660 000 $ pour persuader les propriétaires d’armes à feu |
L’opposition au registre a fait grimper les coûts de sa promotion à 660 000 $, soit près de 10 % du budget de mise en place du service
C’est ce qu’on appelle le prix de la persuasion. Québec a dépensé dans la dernière année deux tiers de million de dollars en publicité et en promotion afin d’inciter les propriétaires de fusils, carabines ou pistolets à les inscrire dans son nouveau registre des armes à feu. C’est près de 10 % du budget de 7,2 millions consacré à ce jour à la mise en place de ce service d’immatriculation de ce type d’armes en circulation sur le territoire québécois.
La proportion, particulièrement élevée, tranche avec les dépenses imputées à d’autres campagnes gouvernementales d’envergure et semble avoir été motivée par la grande réticence et la vive opposition des citoyens touchés par cette nouvelle disposition législative.
« Il est question ici d’un registre auquel s’oppose une majorité des détenteurs d’armes à feu, résume Christian Désîlets, spécialiste de la publicité sociale et gouvernementale au Département d’information et de communication de l’Université Laval. Quand une proportion importante de la population estime une loi illégitime, cela appelle un important effort de communication persuasive. »
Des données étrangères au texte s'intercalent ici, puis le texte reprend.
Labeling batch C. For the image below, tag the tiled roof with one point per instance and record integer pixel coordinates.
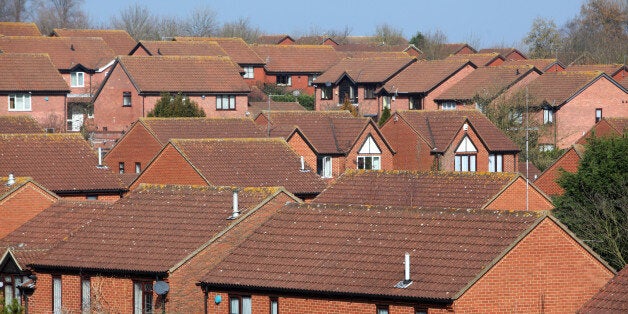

Ainsi, entre le 5 décembre 2017 et le 11 janvier dernier, Québec a déboursé près de 660 000 $ en conception, planification et placements publicitaires pour la mise en place de son registre des armes à feu, selon des données que le ministère de la Sécurité publique vient tout juste de dévoiler. À titre de comparaison, la campagne de vaccination annuelle contre la grippe pilotée par le ministère de la Santé a coûté la moitié moins en 2016-2017, pour représenter au final 2,5 % du budget total du programme provincial de vaccination. Pour expliquer la nouvelle loi sur les soins de fin de vie en 2015-2016, Québec a également assumé une facture moins importante, d’environ 300 000 $. Quant à la campagne pour la promotion et la valorisation de la langue française du ministère de la Culture, elle a coûté, pour 2017-2018, 31 fois moins cher que celle consacrée au registre des armes à feu.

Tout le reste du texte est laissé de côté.